Some studies have concluded that there is larger variability in male scores compared to female scores, which results in more males than females in the top and bottom of the IQ distribution. Additionally, there are differences in the capacity of males and females in performing certain tasks, such as rotation of objects in space, often categorized as spatial ability.
- https://en.wikipedia.org/wiki/Sex_differ...telligence

3. Multiple studies have shown that females, even among infants and apes, prefer people, while males prefer things. Hence the gendered career preferences, where women tend towards fields dealing with people (education, psychology, humanities, medicine, law) and men fields dealing with things (physical/risky jobs, construction, STEM, business, law).
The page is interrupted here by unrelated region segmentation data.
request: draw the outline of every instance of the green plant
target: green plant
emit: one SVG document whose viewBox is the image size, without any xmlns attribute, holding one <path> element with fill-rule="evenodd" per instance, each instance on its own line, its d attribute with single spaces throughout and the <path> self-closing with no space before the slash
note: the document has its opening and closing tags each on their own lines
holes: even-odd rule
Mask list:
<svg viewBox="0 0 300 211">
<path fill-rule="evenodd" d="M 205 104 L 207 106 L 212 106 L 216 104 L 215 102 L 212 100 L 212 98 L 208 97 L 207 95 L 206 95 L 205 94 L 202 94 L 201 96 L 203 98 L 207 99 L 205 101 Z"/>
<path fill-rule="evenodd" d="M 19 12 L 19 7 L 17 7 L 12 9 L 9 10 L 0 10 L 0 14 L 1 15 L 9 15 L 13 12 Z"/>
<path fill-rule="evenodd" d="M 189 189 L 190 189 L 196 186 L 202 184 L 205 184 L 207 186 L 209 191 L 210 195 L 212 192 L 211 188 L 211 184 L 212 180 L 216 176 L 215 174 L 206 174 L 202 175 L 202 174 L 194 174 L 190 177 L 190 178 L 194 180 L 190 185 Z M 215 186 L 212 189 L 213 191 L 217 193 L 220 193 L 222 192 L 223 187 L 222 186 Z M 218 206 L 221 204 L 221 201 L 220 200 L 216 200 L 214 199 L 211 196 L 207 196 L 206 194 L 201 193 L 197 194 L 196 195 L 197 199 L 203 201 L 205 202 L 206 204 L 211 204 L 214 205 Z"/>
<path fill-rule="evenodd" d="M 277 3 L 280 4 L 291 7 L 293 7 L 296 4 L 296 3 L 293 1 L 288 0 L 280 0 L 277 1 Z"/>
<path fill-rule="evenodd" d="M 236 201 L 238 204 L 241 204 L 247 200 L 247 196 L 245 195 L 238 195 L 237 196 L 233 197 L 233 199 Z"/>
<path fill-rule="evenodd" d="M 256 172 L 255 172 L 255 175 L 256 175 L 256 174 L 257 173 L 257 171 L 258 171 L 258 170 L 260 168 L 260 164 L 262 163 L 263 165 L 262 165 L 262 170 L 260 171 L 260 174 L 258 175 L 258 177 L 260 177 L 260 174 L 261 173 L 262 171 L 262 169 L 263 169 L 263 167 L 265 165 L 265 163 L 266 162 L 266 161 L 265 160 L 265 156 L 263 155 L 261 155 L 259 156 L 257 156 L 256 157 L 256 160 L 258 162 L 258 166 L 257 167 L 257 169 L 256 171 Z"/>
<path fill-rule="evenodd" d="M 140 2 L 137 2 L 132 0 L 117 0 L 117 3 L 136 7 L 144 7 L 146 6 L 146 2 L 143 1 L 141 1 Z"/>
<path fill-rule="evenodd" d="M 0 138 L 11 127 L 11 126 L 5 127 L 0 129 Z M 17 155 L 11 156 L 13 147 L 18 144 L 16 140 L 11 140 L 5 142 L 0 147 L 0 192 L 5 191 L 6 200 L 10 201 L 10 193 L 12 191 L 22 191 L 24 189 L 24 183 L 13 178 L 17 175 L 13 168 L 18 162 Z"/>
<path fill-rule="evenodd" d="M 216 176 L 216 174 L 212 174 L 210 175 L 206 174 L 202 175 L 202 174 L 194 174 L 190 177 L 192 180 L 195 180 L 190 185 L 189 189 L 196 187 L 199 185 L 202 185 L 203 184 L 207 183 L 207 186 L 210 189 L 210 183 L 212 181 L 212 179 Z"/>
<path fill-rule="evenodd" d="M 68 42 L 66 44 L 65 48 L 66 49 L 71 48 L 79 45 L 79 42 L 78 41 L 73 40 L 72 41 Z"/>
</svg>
4. Why do even women in STEM cite more males than females? Jealousy or merit? Because if they really think there is sexism in STEM, they would be working to correct it themselves...by promoting other women in their citations. This shows that either cattiness or just doing good science is more important to the women supposedly being discriminated against.
5. While men have many of the best, highest-paying jobs, they also have the worst, highest-risk ones...again, conforming to a greater variance in male IQ distribution relative to women.

If you deny these, you're simply an anti-science ideologue.